Forgive me if this is stupid, but I wanted a fast memcpy for smallish string and the like and for some reason I tried this for a laugh. On cached memory it seems to run better than twice as fast as the masm32lib memcopy for larger ~100 bytes (this is probably due purely to the use of mmx regs). For smaller ~32 bytes to move it runs almost three times as fast.

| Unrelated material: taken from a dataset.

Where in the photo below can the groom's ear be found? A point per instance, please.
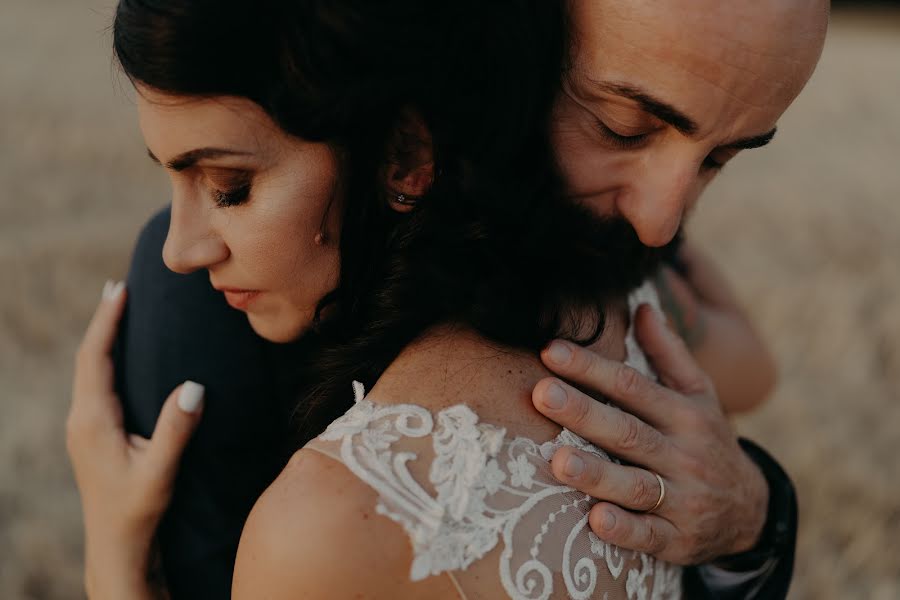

Still it seems like overkill to me and I wonder though would the size of the procedure itself cause problems the first time it runs. I don't understand this area to well. Fasm code, but should translate easily to Masm.
proc memcpy,mem1,mem2,size

enter
push esi edi
mov ecx,[size]
mov esi,[mem1]
mov edi,[mem2]
xor edx,edx

cmp ecx,15
ja .a8p
jmp near [.jTbl+ecx*4]

.a8p: lea esi,[esi+ecx-16]
lea edi,[edi+ecx-16]
neg ecx
jmp .a8nx
.a8lp: movq mm0,[esi+ecx]
movq mm1,[esi+ecx+8]
add edx,16
movq [edi+ecx],mm0
movq [edi+ecx+8],mm1
.a8nx: add ecx,16
jle .a8lp

mov eax,16
mov esi,[mem1]
mov edi,[mem2]
sub eax,ecx
lea esi,[esi+edx]
lea edi,[edi+edx]

cmp eax,15
ja .a0
jmp near [.jTbl+eax*4]
.a0:
pop edi esi
return
.a1: mov al,[esi]
mov [edi],al
pop edi esi
return
.a2: mov ax,[esi]
mov [edi],ax
pop edi esi
return
.a3: mov ax,[esi]
mov dl,[esi+2]
mov [edi],ax
mov [edi+2],dl
pop edi esi
return
.a4: mov eax,[esi]
mov [edi],eax
pop edi esi
return
.a5: mov eax,[esi]
mov dl,[esi+4]
mov [edi],eax
mov [edi+4],dl
pop edi esi
return
.a6: mov eax,[esi]
mov dx,[esi+4]
mov [edi],eax
mov [edi+4],dx
pop edi esi
return
.a7: mov eax,[esi]
mov dx,[esi+4]
mov cl,[esi+6]
mov [edi],eax
mov [edi+4],dx
mov [edi+6],cl
pop edi esi
return
.a8: movq mm0,[esi]
movq [edi],mm0
pop edi esi
return
.a9: movq mm0,[esi]
mov al,[esi+8]
mov [edi+8],al
pop edi esi
return
.a10: movq mm0,[esi]
mov ax,[esi+8]
movq [edi],mm0
mov [edi+8],ax
pop edi esi
return
.a11: movq mm0,[esi]
mov ax,[esi+8]
mov dl,[esi+8+2]
movq [edi],mm0
mov [edi+8],ax
mov [edi+8+2],dl
pop edi esi
return
.a12: movq mm0,[esi]
mov eax,[esi+8]
movq [edi],mm0
mov [edi+8],eax
pop edi esi
return
.a13: movq mm0,[esi]
mov eax,[esi+8]
mov dl,[esi+8+4]
movq [edi],mm0
mov [edi+8],eax
mov [edi+8+4],dl
pop edi esi
return
.a14: movq mm0,[esi]
mov eax,[esi+8]
mov dx,[esi+8+4]
movq [edi],mm0
mov [edi+8],eax
mov [edi+8+4],dx
pop edi esi
return
.a15: movq mm0,[esi]
mov eax,[esi+8]
mov dx,[esi+8+4]
mov cl,[esi+8+6]
movq [edi],mm0
mov [edi+8],eax
mov [edi+8+4],dx
mov [edi+8+6],cl
pop edi esi
return
.jTbl dd .a0,.a1,.a2,.a3,.a4,.a5,.a6,.a7,.a8,.a9,.a10,.a11,.a12,.a13,.a14,.a15
Posted on 2003-07-31 20:02:35 by Eóin
Uhm, one question, but, mustn't "the 50 cycles wait" a.k.a. emms be called after MMX code is used or any function following that uses the FPU may get some problems?
Posted on 2003-08-01 04:00:07 by scientica
Yes I believe you're right, but I suppose that simply means don't mix this code with fpu code. For me personally thats not an issue since I tend to use SSE almost entirely now.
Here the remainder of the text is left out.